Plasma concentrations of efavirenz and lopinavir in children with and without rifampicin-based TB treatment

Polly Clayden, HIV I-Base

In adults, there is an interaction between efavirenz and rifampicin giving a modest (25%) reduction in plasma concentrations of efavirenz (EFV). Although there is a large (>90%) reduction in lopinavir (LPV) concentrations when rifampicin and Kaletra are used together, this can be overcome with a higher dose of RTV (an additional 100mg per Kaletra capsule, 300mg twice a day).

Yuan Ren from South Africa showed data from a study comparing plasma concentrations of EFV or LPV in children (n=58) taking EFV or Kaletra + 2 NRTI with and without rifampicin based tuberculosis (TB) treatment.

The children received standard recommended doses from package insert; the children receiving Kaletra with TB treatment were given extra RTV. EFV and LPV concentrations were determined by validated liquid chromatography-mass spectrometry/mass spectrometry (LC-MS/MS) methods.

In the efavirenz study – as the children took the EFV at night – three consecutive blood samples were taken between 12 and 24 hours post-dose and Cmin was estimated from the log linear regression line of the three concentration time points. The investigators found that the median estimated Cmin of EFV was not significantly different (p=0.756) between the two groups (n=15 in each group). The estimated Cmin was <1 mg/L (the recommended minimum therapeutic level) in 50% of children; 20% with high Cmin (>4 mg/L) had significantly lower elimination rate constants (p=0.0011).

The Cmin was not significantly increased in the 13 children who returned for repeat sampling after completing their TB treatment. The investigators noted, “Large variability was observed between the children aged 8 months and those aged 3.9 years”.

For the children receiving Kaletra plus additional RTV (to a ratio of LPV:RTV, 1:1), LPV Cmin was similar between the 2 groups (n=15 children without and n=13 with rifampicin). In all 28 children, LPV Cmin was above the minimum therapeutic level (1 mg/L). As with adults this study found that additional RTV can be used to mitigate accelerated LPV elimination, overcoming the reduction of LPV levels caused by rifampicin.
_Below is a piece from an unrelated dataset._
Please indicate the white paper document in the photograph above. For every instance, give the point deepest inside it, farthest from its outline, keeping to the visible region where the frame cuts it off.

Table 1: Plasma concentrations of efavirenz and lopinavir in children with and without rifampicin-based TB treatment

PK measures – Median (IQR) With rifampicin (LPV:RTV = 1:1, n=13) Without rifampicin (LPV:RTV = 4:1, Kaletra, n=15) p-value
Tmax (h) 3.0 (2.0 to 4.07) 3.92 (2.78 to4.0 0.660
Cmax (mg/L) 11.9 (7.24 to 14.3) 14.2 (11.9 to 23.5) 0.038
Cmin (mg/L) 4.12 92.89 to 7.66) 4.64 (2.32 to 10.4) 0.872
AUC0-12 84.29 (53.51 to 113.37) 113.70 (78.81 to 168.61) 0.056
Half life (h) 10.98 (5.44 to 16.61) 4.86 (3.82 to 8.29) 0.062

Although this study found that rifampicin did not significantly reduce EFV concentrations, the fact that 50% of children had EFV Cmin below the minimum recommended plasma concentration raises concern that many children may be at risk of the rapid emergence of EFV-resistant mutations and treatment failure. Dr Yen suggested, “EFV doses should be re-evaluated, especially because therapeutic drug monitoring is seldom available in developing countries.”
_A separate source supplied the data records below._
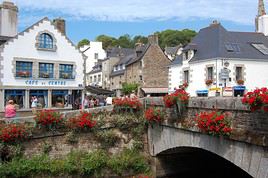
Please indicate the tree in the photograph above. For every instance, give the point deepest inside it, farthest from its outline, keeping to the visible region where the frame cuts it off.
(83, 43)
(128, 88)
(107, 41)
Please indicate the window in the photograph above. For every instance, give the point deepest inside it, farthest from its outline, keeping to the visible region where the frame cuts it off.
(210, 73)
(95, 78)
(238, 73)
(45, 41)
(232, 47)
(46, 70)
(24, 69)
(186, 76)
(66, 71)
(261, 47)
(96, 56)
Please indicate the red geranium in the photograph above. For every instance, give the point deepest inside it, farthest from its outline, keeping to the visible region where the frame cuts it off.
(48, 118)
(214, 123)
(257, 100)
(83, 120)
(179, 95)
(154, 114)
(12, 133)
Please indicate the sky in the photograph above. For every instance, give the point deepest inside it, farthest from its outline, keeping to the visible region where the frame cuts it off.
(90, 18)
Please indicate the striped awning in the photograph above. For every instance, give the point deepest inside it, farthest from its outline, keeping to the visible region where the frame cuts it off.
(155, 90)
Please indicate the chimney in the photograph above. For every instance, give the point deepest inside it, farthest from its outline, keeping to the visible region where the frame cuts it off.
(60, 25)
(8, 19)
(153, 39)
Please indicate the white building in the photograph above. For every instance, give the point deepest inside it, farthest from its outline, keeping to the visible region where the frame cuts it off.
(40, 61)
(218, 59)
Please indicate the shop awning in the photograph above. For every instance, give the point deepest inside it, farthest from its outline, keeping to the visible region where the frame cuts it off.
(98, 91)
(155, 90)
From this study, it appears that children have similar PK interactions to adults with ARVs and rifampicin and that similarly reductions in LPV levels can be overcome with additional RTV boosting.
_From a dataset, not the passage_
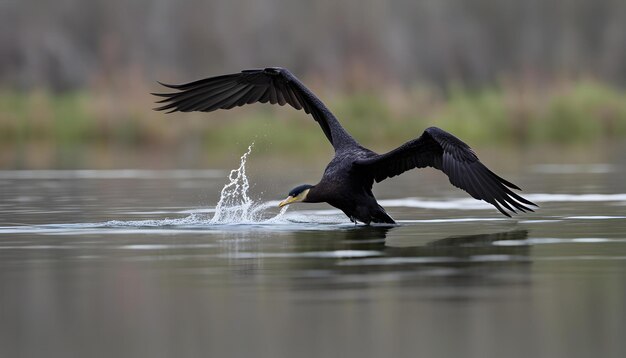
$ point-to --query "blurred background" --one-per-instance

As with most children’s PK studies the investigators noted considerable interpatient variability between the children particularly at younger ages.

The most troubling finding from this study is that 50% of the children in the EFV group appear to be under-dosed when dosed according to package insert, irrespective of whether they were receiving EFV with or without rifampicin.


Ren Y, Nuttall J, Egbers C et al. Plasma concentrations of efavirenz and lopinavir in children with and without rifampicin-based anti-TB treatment. 14th CROI, 25-28 February 2007, Los Angeles. Abstract 77.